Introduction/Experiment

            The study’s authors designed the study to better understand error rates associated with the comparison of fired cartridge casings. They stated that the problem with previous studies is that they did not include independent sample sets that would allow unbiased determination of the false-positive and/or false-negative rates. So, this study sets out to resolve this issue.

            Two hundred and eighty-four (284) participants were given fifteen (15) test sets to examine. Twenty-five (25) Ruger SR9s were used to create the samples for the test sets, and each firearm fired 200 cartridges to break them in before sample collection. Each handgun fired 800 cartridges in total for the test sets. In the test sets, no source firearm was repeated in a single test packet, except in the case when a test set was meant to be the same source comparison. The sets included 3 knowns to compare to a single questioned casing. For all the participants five (5) of the test sets were from known same-source firearms, and ten (10) of the test sets were from known different-source firearms.  In addition to the results, the participants had to record the quality of the known samples, which allowed the authors to calculate a poor mark production rate. This rate was examined to avoid cherry-picking well-marked samples for the test sets, which usually draws criticism as making the test sets too easy. The authors also asked the participants not to use their laboratory peer review process, which allowed the error rates to reflect the individual examiner.

Results

False Negative

            Out of the two hundred and eighty-four (284) participants, only two hundred and eighteen (218) returned completed responses. Out of the completed responses, 3% accounted for self-employed individuals. In total, thousand and ninety (1090) true same-source comparisons were made, where only four (4) comparisons were labeled elimination and eleven (11) were labeled inconclusive. The false elimination rate was calculated to be 0.3670% with the Clopper-Pearson exact 95% confidence interval calculated to be 0.1001%-0.9369%. Two (2) of the four (4) false eliminations were made by the same examiner, therefore 215 out of 218 examiners did not make a false elimination. When factoring in inconclusive with false elimination the error rate increases to 1.376% with the corresponding 95% confidence interval calculated to be 0.7722%-2.260%.
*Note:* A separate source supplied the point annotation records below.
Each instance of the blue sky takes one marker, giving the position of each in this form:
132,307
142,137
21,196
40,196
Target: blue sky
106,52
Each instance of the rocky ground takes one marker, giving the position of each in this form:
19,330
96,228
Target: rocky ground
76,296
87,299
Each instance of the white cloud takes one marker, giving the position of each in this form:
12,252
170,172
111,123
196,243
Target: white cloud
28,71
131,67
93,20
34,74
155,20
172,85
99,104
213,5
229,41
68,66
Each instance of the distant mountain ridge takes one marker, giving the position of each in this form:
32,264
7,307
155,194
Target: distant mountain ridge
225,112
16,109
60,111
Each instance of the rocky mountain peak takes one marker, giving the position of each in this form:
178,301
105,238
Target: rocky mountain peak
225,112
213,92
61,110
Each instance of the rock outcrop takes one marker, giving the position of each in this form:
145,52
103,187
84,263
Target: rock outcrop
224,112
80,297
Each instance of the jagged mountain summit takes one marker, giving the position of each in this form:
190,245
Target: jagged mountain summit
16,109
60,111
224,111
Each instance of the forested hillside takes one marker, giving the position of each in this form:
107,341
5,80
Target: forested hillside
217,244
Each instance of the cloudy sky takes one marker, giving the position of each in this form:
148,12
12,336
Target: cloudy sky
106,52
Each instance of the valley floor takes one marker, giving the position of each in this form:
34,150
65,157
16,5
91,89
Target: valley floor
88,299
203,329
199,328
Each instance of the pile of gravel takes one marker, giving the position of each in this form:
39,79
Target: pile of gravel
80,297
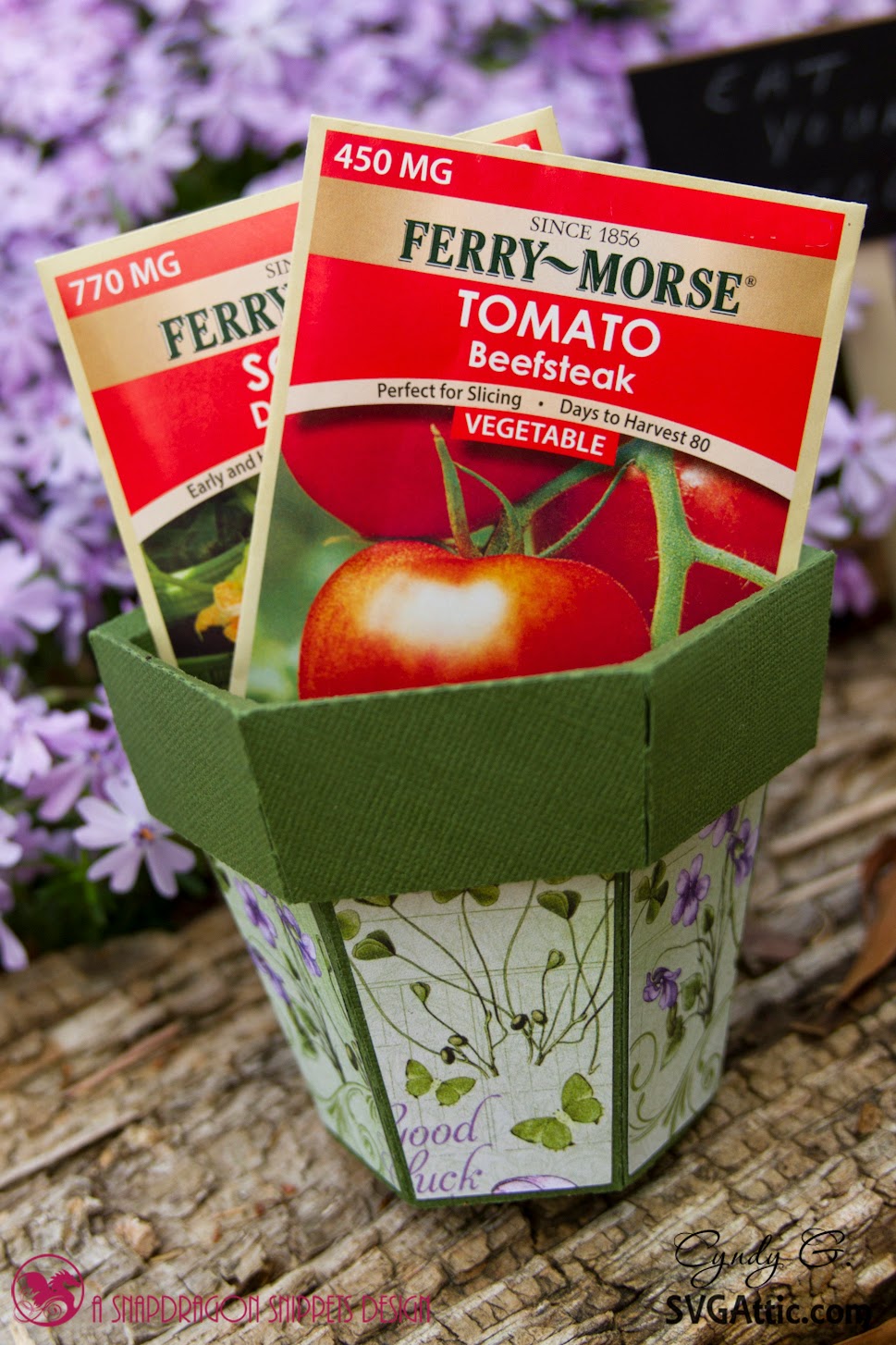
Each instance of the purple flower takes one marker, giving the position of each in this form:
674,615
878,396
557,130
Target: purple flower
126,825
863,447
721,826
145,151
853,586
828,521
304,942
31,734
29,601
12,956
266,970
692,888
742,847
259,918
662,985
            A number to take into consideration is the poor mark production rate that was discussed above. Two hundred and twenty-five (225) known samples out of nine thousand seven hundred two (9702) knowns were considered poor quality and inappropriate for inclusion in the comparison, which was calculated to be 2.319% of the samples with a corresponding 95% confidence interval of 2.174%-2.827%. This percentage is greater than the false elimination rate, which means there is a high probability that some of the false elimination can be attributed to the poor quality of the knowns used for comparison. Also, four (4) of the false eliminations were made by examiners who did not use inconclusive for any response, which could be attributed to their agency requirements.

False Positive

            Out of the two thousand hundred and eighty (2180) true different-source comparisons, twenty-two (22) comparisons were labeled identifications, and seven hundred and thirty-five (735) were labeled inconclusive. The error rate for false identification was calculated to be 1.010% (Note: Two (2) responses were left blank and were subtracted from the total number of responses.). Out of the false identifications, all but two were made by five (5) of the two hundred and eighteen (218) examiners. Since a small number of examiners made the same error, it can be suggested that the error probability is not consistent across examiners, which was the idea stated at the beginning of this post. The beta-binomial model was used to estimate the false identification because it cannot be assumed that the probability is uniform across examiners. The probability was calculated to be 0.939% with a likelihood-based 95% confidence interval of 0.360%-2.261%.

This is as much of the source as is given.